Targeted policy in both the private and public sector can serve to strengthen resistance to espionage and make the core interests of the Netherlands more secure. The quality of this policy will determine the extent to which core interests are vulnerable to intelligence activities. The analysis shows that certain policy decisions have inadvertently increased vulnerability to espionage activities in a few sectors. The promotion of knowledge migration from and to the Netherlands, for instance, has had the undesirable side-effect of enabling intelligence officers to conceal themselves relatively easily among the student population.

Counteracting intelligence activities requires those who are at risk of being spied on to be aware of the fact that they may be interesting to foreign services. It also requires them that they are aware of how intelligence activities are carried out. The analysis shows that awareness of espionage in the sectors concerned is often low. This limited awareness is visible on three levels:

  • Awareness of the value of information: organisations and individual workers sometimes fail to realise, or insufficiently realise, the value of the information they possess or to which they can obtain access;
  • Awareness of security: the security and safety of core interests do not always command sufficient attention in organisations; other considerations often take priority in their policy;
  • Weighing up interests: short-term organisational interests and/ or government interests are (often) given precedence over long-term interests. The defection of strategic knowledge or activity relevant for long-term Dutch national safety and security to other countries is given insufficient attention.


Based on these conclusions, three main recommendations are made for further strengthening resistance to espionage:

  • Actively strengthen awareness among managers and workers in government, industry and institutions of the value of the information they have and of the possible interest foreign governments may have in this information.
  • Work on changing the culture around security.

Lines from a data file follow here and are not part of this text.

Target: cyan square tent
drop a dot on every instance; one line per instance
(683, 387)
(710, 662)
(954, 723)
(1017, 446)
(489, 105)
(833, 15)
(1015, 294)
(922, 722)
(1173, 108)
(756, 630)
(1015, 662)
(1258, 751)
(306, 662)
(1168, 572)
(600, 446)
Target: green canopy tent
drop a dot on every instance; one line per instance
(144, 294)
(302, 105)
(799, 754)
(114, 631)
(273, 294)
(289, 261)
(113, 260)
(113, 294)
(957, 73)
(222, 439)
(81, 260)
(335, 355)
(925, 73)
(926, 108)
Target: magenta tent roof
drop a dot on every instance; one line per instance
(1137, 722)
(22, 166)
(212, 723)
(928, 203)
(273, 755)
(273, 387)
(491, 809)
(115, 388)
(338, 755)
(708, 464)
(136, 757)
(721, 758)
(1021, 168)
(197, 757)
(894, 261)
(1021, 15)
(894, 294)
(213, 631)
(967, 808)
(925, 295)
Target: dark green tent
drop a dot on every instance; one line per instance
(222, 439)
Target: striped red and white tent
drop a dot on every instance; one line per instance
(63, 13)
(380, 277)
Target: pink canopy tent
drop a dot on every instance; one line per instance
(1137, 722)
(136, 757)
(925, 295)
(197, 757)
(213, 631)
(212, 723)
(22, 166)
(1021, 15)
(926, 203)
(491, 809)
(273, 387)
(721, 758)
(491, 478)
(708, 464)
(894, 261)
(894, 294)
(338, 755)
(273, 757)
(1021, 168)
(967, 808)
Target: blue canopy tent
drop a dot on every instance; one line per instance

In this respect users, the organisation of data flows and databases and the techniques used for detecting incidents are important focus areas.
  • When formulating policy, pay explicit attention to protecting core interests and the effects of policy on the Netherlands’ interests in the longer term. These recommendations are illustrated in chapter 10 with a number of possible, more concrete prospects for action. It is not within the remit of the analysis to make such actions more concrete or assign them; this will have to be done by the policy departments concerned in a follow-up policy trajectory.